On Thu, Aug 2, 2012 at 10:55 AM, Steven WIllmott <stev...@gmail.com> wrote:

> Hi Nat,
>
> Yes, indeed - just saw that on twitter, after sending the below. That's
> good news - do you know what the expectation is for finalization?
>
>  thanks and all the best,
>  steve.
>
> On Aug 1, 2012, at 11:42 PM, Nat Sakimura wrote:
>
> Hi Steve,
>
> Actually, the OAuth 2.0 Core and Bearer specs were approved by IESG to be
> sent to RFC Editor as of today.
> That means, it is essentially done.
>
> Nat
>
> On Wed, Aug 1, 2012 at 3:02 PM, Steven WIllmott <stev...@gmail.com> wrote:
>
>> Hi Hannes,
>>
>> Thanks for your answer - I can definitely understand the sentiments and
>> of course as you mentioned before there is more than one side of the story
>> and this absolutely isn't one person's decision! Also maybe official
>> statements are not appropriate / possible but I would ask (and I think a
>> lot of people would):
>>
>>  1. Will the IETF group complete the process and still finalize a full
>> specification as forseen? (and in the
>>      timeframe forseen - I think the charter runs to 2013 if I'm not
>> wrong.
>>
>>  2. Will there be any activity which takes on board / responds to some of
>> the points made by Eran? (Note
>>      I'm not saying there is an obligation - just that it feels like some
>> acknowledgement would make sense
>>      and a idea that the comments had been "received and considered" (or
>> not)).
>>
>> You stated that Eran would disagree - which may be true of course, but I
>> don't think this is a reason not to make statements.
>>
>> I guess what I'm trying to say above all is that people will be trying to
>> make decisions about adoption and it would be helpful to have a forward
>> looking statement from the IETF group as to where things are headed. Even
>> if this is not at all in doubt for the group, it might be when seen from
>> the outside.
>>
>> Don't know if that makes some kind of sense.
>>
>>  steve.
>>
>> On Aug 1, 2012, at 2:42 PM, Hannes Tschofenig wrote:
>>
>> > Hi Steven,
>> >
>> > I don't think there will be a formal response and here are the reasons:
>> >
>> > a) the press does not seem to be interested to spend time looking at
>> details since otherwise they would have at least gotten more input prior to
>> post their stories. They did, however, only copy text from Eran's blog post.
>> >
>> > b) Eran is not likely to agree with us regardless of what we write. He
>> did not care about the views of others during the past few years either.
>> >
>> > c) Those who had worked on an implementation and deployed OAuth 2.0 do
>> not need any formal response from us. They have already experienced OAuth
>> 2.0 and they, as many posts confirm, do not find it complicated to
>> implement nor to deploy.
>> >
>> > d) Those who are thinking about using OAuth 2.0 need to think what they
>> are trying to accomplish. Those trying to write their own OAuth 2.0 library
>> will have to read through the specification. There is no way around it.
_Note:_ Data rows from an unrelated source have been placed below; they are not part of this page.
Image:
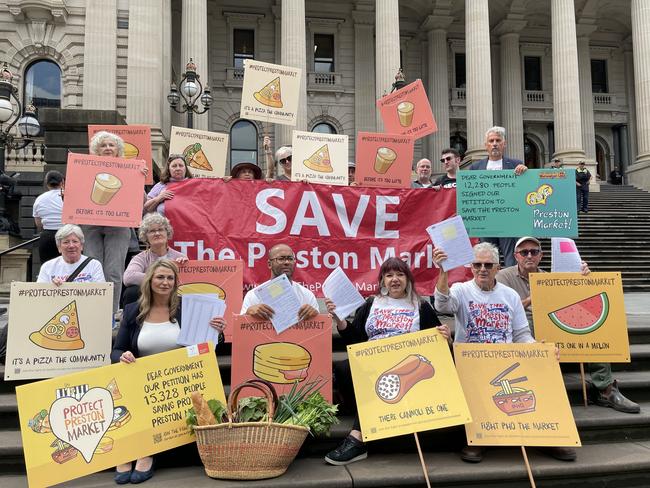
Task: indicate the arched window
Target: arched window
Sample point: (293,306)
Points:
(43,84)
(243,142)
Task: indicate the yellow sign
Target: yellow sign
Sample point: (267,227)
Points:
(406,384)
(583,315)
(85,422)
(516,395)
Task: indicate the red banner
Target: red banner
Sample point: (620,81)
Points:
(326,226)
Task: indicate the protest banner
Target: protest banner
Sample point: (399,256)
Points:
(302,352)
(583,315)
(536,412)
(320,158)
(205,152)
(406,384)
(383,160)
(270,92)
(354,228)
(81,423)
(137,143)
(540,203)
(407,111)
(221,278)
(57,330)
(103,191)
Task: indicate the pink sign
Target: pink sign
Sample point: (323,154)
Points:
(103,191)
(408,111)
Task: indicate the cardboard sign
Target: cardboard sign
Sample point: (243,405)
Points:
(206,152)
(408,111)
(384,160)
(137,142)
(320,158)
(303,352)
(86,422)
(583,315)
(57,330)
(535,412)
(406,384)
(103,191)
(221,278)
(270,92)
(540,203)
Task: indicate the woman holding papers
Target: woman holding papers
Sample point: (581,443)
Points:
(397,309)
(151,326)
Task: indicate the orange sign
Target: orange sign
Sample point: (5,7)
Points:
(103,191)
(301,353)
(408,111)
(137,142)
(384,160)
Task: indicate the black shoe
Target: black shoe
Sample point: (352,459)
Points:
(349,451)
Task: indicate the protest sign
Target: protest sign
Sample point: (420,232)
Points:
(383,160)
(408,111)
(86,422)
(270,92)
(583,315)
(539,202)
(536,412)
(205,152)
(103,191)
(406,384)
(320,158)
(57,330)
(137,143)
(302,352)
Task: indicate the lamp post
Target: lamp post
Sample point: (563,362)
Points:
(191,91)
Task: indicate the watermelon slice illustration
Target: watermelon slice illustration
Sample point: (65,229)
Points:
(584,316)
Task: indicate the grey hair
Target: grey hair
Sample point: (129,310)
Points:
(66,230)
(149,221)
(100,136)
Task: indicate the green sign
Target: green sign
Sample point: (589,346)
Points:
(540,203)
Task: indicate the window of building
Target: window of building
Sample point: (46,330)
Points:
(43,84)
(243,142)
(243,46)
(532,73)
(324,53)
(599,76)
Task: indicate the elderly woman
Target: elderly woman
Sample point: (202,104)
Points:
(70,241)
(155,231)
(175,169)
(151,326)
(396,310)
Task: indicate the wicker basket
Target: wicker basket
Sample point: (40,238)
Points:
(249,450)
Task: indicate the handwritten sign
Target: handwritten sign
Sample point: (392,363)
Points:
(583,315)
(86,422)
(406,384)
(270,92)
(384,160)
(539,203)
(535,412)
(57,330)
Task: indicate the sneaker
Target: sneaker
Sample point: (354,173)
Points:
(349,451)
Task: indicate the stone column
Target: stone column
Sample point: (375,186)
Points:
(100,55)
(566,90)
(479,79)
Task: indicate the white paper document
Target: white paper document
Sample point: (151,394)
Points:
(338,288)
(451,236)
(278,294)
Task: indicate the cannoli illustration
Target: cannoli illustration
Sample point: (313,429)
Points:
(61,332)
(393,384)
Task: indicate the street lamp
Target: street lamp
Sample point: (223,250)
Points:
(191,91)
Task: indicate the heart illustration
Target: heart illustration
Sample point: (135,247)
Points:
(83,423)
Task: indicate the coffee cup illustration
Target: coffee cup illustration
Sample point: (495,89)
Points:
(105,187)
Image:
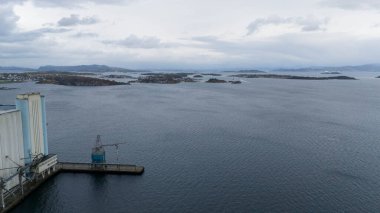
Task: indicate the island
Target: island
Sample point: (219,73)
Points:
(7,88)
(247,71)
(276,76)
(165,78)
(212,74)
(331,72)
(59,78)
(215,80)
(235,82)
(118,76)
>> Application developers, who are just using OAuth, will have to think about
>> their use case. For example, if you want to write an application that uses
>> Facebook then you will have to look at their SDK. For all the others who
>> are creating their own application deployment (like a site that offers
>> access to a protected resource) I suggest to re-use one of the existing
>> libraries (instead of implementing OAuth from scratch).
>> > For this group I doubt they are interested in any standardization
>> related discussion.
>> >
>> > I hope that this makes sense to you. If you have any recommendations of
>> what guidance developers would like to see I am sure we can put some
>> information together.
>> >
>> > Ciao
>> > Hannes
>> >
>> > On Jul 29, 2012, at 4:31 PM, Steven WIllmott wrote:
>> >
>> >> Hi Hannes,
>> >>
>> >> Do you think there will some sort of (semi?)formal response from the
>> IETF group? I can understand that they might not want to, but some of the
>> points made seem salient, the problem is/will become what recommendations
>> go out to people what to implement.
>> >>
>> >> We get that question very regularly from users, so we have our
>> thinking caps on at the moment.
>> >>
>> >> steve.
>> >>
>> >> On Jul 29, 2012, at 2:59 PM, Hannes Tschofenig wrote:
>> >>> Thanks for sharing your views, Steve.
>> >>>
>> >>> I agree with your statements below and it would indeed be strange if
>> Eran gets to decide that a technology dies (that is already widely
>> implemented and deployed).
>> >>>
>> >>> I would have liked to get the specification finished earlier myself
>> and, funny enough, Eran is also responsible for the delay (although not the
>> only person).
>> >>>
>> >>>
>> >>> On Jul 29, 2012, at 2:38 PM, Steven WIllmott wrote:
>> >>>
>> >>>>
>> >>>> I certainly don't think it's dead - Eran makes some important points
>> and the current 2.0 spec has certainly dragged a long time to get final.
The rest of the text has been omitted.